[Date Prev][Date Next][Thread Prev][Thread Next]
[Date Index]
[Thread Index]
- Subject: Re: Request for advice: pure Lua Library to parse mail messages.
- From: Sean Conner <sean@...>
- Date: Mon, 20 Jul 2020 16:26:57 -0400
It was thus said that the Great Lorenzo Donati once stated:
> Hi list!
>
> I need to extract some information from some mail messages. Is there
> some pure Lua library that can help me in the process?
That is a tall order, and I doubt you'll get all what you want in a "pure"
Lua library (more about this below).
> * Pure Lua. Possibly simple and lightweight. Maybe short enough to be
> embedded in a Lua script or anyway to reside in a single file side to
> side to my script.
I have code to parse email headers [1], but
1. it's nearly 700 lines of code;
2. it's GPL, so it fails your "no copy-left hassle" test;
3. it's mostly LPEG, so it fails your "pure Lua" test.
4. it doesn't handle quoted-printable [2][3].

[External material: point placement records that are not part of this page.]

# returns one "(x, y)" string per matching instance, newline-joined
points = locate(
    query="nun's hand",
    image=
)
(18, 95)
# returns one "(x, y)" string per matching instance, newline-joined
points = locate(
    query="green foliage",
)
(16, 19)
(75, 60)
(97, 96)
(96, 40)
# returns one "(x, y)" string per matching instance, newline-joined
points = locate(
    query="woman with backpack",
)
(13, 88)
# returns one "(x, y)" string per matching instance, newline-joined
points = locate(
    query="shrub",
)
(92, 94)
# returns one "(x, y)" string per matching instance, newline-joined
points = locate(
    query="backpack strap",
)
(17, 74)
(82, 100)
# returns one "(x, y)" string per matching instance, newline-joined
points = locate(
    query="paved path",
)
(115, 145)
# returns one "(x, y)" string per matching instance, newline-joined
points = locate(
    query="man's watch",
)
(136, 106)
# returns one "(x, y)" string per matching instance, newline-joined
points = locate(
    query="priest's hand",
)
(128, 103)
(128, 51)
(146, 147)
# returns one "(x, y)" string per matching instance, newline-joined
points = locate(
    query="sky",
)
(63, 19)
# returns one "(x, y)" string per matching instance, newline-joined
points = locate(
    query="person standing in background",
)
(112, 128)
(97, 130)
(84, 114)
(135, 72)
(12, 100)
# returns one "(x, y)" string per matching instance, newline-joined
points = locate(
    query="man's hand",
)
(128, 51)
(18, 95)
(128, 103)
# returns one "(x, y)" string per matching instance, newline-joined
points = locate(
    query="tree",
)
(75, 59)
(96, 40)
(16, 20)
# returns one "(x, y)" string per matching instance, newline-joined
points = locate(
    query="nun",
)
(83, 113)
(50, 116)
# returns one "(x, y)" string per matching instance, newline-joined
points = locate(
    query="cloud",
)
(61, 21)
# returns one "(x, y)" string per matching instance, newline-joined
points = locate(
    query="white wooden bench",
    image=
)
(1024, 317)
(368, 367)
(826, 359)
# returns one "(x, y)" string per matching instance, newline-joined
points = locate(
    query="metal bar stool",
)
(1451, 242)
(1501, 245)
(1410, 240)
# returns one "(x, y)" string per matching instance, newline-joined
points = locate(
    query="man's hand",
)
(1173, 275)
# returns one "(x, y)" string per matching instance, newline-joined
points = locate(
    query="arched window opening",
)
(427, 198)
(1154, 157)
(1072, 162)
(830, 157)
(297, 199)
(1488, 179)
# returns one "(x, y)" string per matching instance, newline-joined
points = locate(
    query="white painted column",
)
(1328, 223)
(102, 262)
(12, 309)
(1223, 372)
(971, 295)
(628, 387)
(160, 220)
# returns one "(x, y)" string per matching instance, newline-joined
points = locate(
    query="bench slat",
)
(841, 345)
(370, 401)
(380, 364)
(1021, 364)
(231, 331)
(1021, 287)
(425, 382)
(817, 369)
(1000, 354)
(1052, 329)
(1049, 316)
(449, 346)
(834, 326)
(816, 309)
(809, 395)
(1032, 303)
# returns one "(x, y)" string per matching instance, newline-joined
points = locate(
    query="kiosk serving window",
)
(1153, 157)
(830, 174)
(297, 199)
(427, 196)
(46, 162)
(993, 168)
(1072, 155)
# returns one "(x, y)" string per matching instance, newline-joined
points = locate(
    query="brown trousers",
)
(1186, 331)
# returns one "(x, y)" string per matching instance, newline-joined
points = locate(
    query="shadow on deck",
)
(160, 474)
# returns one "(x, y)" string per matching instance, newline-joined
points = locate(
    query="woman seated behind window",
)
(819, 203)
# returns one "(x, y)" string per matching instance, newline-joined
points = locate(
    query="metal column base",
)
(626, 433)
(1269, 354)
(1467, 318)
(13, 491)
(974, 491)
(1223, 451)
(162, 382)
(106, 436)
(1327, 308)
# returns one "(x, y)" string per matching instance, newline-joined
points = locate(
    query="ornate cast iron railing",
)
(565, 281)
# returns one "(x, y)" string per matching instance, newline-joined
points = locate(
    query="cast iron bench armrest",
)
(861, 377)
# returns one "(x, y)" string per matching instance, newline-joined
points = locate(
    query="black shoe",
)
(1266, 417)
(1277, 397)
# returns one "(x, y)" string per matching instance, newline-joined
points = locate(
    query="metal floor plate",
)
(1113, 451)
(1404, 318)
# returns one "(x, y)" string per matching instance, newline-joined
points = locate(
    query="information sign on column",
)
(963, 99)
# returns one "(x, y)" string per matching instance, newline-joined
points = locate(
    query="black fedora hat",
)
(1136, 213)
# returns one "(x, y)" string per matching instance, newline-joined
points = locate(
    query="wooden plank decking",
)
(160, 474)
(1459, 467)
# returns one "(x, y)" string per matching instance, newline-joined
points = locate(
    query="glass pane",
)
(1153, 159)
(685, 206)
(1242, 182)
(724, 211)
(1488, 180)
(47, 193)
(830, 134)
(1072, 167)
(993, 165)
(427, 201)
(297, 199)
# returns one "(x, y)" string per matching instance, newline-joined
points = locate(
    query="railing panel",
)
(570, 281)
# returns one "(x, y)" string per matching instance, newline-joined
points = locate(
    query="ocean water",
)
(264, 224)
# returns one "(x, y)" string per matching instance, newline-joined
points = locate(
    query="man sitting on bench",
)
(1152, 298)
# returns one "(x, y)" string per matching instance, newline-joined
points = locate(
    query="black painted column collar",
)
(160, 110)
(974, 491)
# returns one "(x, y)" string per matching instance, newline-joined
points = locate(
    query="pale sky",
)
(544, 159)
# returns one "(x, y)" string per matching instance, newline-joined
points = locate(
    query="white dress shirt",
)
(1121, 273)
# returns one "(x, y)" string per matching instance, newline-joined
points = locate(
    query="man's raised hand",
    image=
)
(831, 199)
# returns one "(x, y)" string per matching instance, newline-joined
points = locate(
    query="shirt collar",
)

> * Reliable, well-tested and foolproof. I don't know much about all the
> RFCs that comprise the mail message format, but the library API should
> be easy enough to let me extract the content of any header field and any
> text part of the message. I have little time and expertise to cope with
> corner cases where the library could fail because of bugs.
There are quite a number of RFCs actually---I reference 14 different RFCs
in my code, and there might be new ones since I wrote the code.
> * It should handle quoted-printable encoding. In particular, it should
> be able to convert from quoted-printable to UTF-8 automatically. I don't
> strictly need other encodings, but also converting to Windows CP-1252
> would be a bonus.
This is the biggest issue you'll have. Handling quoted-printable isn't
that bad in and of itself, but converting everything to UTF-8 will be a
monumental task in pure Lua. Personally, for a task like this, I would use
iconv (I know it as a GNU library to do character set conversions and I am
unaware of any non-GNU library that does the same).
> I think I could implement what I want to do directly easily without a
> library except the quoted-printable decoding part. But I know little
> about the mail format, except a quick glimpse on the related Wikipedia
> articles, so I fear I could botch something obvious by simply creating
> an ad-hoc "parser", and I don't have much time for this little project.
Parsing email is tricker than expected. First, the header names have a
canonical form, but ideally you need to compare them case-insensitive, so
the following are all the same:
From: sean@conman.org
FROM: sean@conman.org
fRoM: sean@conman.org
froM: sean@conman.org
(NOTE: each line is *supposed* to end with a CR and LF; I ended up having
to scan for an optional CR and a mandatory LF) Second, a header line can
span multiple lines---subsequent lines start with whitespace (space or
tabs):
Comment: This is a comment
COMMENT: So
is this.
cOmMeNt: And
this is
a
comment
commenT: And so am I.
The headers are separated from the body by a blank line, so the worse (for
multiple line headers) is something like:
FROM:
sean@conman.org
to:
fred@example.com
sUbJeCt:
This
is
a subject line
The body of the message goes here.
Also, each header has a specific format, which goes to explain why my code
is nearly 700 lines long (email addresses are particularly hairy to parse).
> TIA for any useful advice and hint.
Parsing email with pure Lua---possible, but I wouldn't want to do it.
Convering character sets in pure Lua---theorectically possible but good luck
in finding pure Lua code to do that.
-spc (There's a reason I used LPEG for this ... )
[1] https://github.com/spc476/LPeg-Parsers/blob/master/email.lua
[2] There is a form of quotable-printable for use in headers (which is
what I'm thinking of as I write this)---handling quotable-printable
in the body is *not* a conern of my code, which mostly deals with
headers. And it doesn't support the header form of
quotable-printable.
[3] I suppose I could, but *I* would require the use of iconv in
addition to LPEG. Also, not everyone follows the letter of the RFCs
(headers are *supposed* to be ASCII-only).